Из-за спины секретаря раздался мурлыкающий голос моего трюмного знакомца, доктора Джона Потта:
— Ваша честь, речь идет о Джереми, том самом, что потешал публику в театре в Блэкфрайрзе. Ваша честь помнит его, не так ли? Потом он сильно захворал, бросил сцену и уехал в деревню. Так вот, Джереми водил знакомство с настоятелем собора Святого Павла[125]. Весь Лондон хохотал, когда стало известно, что он принял духовный сан.
— Джереми! — радостно завопил казначей. — Ткач Основа! Кристофер Слай! Сэр Тоби Белч[126]! Умоляю вас, сэр Фрэнсис, отдайте мне Джереми, пусть поживет в моей каюте!
Губернатор засмеялся.
— Мы поместим его вместе с капитаном Перси. И могу поручиться, что страдать от недостатка общества ему не придется! Подумать только: Джереми! Бен Джонсон[127] в нем души не чаял; они вместе выпивали в «Русалке».

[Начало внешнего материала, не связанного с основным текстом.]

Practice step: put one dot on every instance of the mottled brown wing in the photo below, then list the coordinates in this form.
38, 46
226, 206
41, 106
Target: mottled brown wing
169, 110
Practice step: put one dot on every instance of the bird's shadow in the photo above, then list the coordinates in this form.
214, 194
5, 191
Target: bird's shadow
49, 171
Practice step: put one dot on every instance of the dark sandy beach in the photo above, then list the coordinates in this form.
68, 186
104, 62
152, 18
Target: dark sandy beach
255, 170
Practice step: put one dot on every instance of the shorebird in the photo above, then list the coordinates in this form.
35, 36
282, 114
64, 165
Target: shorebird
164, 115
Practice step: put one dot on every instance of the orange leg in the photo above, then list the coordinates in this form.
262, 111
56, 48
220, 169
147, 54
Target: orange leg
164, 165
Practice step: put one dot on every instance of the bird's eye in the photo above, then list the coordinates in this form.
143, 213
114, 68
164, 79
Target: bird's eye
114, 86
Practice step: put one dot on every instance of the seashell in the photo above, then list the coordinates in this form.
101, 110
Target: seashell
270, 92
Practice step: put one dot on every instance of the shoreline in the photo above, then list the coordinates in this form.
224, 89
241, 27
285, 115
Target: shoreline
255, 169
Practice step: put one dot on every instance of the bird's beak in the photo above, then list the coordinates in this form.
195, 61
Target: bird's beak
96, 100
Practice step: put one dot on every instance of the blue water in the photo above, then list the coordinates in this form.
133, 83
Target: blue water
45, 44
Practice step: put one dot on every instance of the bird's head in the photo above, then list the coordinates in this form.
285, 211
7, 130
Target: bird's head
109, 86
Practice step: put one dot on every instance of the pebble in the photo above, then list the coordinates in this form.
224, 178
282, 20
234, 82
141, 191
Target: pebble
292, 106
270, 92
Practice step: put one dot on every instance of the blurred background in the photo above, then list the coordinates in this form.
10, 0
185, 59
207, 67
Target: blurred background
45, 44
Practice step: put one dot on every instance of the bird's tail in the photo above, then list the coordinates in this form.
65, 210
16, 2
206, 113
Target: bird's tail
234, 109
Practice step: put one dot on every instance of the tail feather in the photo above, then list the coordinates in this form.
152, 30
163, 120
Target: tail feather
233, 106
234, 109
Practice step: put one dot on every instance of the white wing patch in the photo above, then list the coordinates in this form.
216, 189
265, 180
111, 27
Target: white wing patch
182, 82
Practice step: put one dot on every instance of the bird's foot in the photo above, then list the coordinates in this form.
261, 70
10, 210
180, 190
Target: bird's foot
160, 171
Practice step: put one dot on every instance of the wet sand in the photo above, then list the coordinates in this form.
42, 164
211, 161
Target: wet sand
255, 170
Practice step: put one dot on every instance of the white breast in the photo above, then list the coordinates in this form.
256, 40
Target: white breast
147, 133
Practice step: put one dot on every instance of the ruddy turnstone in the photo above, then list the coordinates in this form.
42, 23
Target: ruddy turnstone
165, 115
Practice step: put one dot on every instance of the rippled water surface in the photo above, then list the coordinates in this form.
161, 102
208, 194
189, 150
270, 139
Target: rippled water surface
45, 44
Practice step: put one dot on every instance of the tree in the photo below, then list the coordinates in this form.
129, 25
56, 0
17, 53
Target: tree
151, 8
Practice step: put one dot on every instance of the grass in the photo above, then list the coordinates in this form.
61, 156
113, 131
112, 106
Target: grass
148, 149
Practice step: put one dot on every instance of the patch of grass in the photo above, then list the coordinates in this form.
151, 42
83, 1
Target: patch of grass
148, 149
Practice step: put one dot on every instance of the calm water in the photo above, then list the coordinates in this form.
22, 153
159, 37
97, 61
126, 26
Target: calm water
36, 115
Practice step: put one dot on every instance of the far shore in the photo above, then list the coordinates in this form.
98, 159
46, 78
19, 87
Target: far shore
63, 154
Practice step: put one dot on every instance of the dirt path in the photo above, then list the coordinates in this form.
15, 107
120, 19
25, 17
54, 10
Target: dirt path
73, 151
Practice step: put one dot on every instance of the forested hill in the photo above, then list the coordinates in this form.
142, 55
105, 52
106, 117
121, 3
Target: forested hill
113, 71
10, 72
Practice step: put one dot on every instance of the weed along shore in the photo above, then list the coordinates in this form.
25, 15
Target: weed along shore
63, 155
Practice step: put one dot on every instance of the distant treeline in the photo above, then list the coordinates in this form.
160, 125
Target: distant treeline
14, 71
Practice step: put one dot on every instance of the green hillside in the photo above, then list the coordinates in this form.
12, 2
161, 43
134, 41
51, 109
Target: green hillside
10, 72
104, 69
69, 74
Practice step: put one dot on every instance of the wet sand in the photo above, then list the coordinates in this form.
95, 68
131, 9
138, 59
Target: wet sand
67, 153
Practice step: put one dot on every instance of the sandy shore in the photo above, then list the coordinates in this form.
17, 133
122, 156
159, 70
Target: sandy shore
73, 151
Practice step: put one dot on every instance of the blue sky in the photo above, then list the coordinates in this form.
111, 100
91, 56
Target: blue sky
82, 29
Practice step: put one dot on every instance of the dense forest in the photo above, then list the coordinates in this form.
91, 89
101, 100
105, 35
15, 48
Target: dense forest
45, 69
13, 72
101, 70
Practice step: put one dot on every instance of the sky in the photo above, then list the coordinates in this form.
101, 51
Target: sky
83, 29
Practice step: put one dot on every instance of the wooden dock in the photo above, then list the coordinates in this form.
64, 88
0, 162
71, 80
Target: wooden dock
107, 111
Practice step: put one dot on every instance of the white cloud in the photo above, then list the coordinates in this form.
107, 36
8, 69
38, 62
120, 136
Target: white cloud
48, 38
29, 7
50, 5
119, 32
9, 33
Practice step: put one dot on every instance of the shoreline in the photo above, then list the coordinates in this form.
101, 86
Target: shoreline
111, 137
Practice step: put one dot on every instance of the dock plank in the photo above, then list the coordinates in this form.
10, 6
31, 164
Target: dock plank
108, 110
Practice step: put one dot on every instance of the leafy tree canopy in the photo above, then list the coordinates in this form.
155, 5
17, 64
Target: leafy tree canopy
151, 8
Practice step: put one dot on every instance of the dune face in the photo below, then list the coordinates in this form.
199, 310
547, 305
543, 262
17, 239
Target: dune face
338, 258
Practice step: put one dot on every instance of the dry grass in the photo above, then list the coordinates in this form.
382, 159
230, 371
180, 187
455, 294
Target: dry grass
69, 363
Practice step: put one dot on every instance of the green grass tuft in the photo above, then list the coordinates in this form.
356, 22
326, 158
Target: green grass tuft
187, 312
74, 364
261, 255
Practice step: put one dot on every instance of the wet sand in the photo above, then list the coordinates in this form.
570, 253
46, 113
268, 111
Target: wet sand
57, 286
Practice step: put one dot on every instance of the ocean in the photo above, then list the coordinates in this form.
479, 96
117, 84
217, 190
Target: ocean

Проводив меня в мое новое обиталище, казначей собрался было уйти и оставить меня одного (Джереми еще не доставили из трюма), но, взглянув на матросов, ожидавших его за дверью, передумал и подошел ко мне вновь.
— Капитан Перси, вы давно уже не имели вестей из Англии, — сказал он тихо, но многозначительно. О чем хотелось бы вам узнать раньше всего?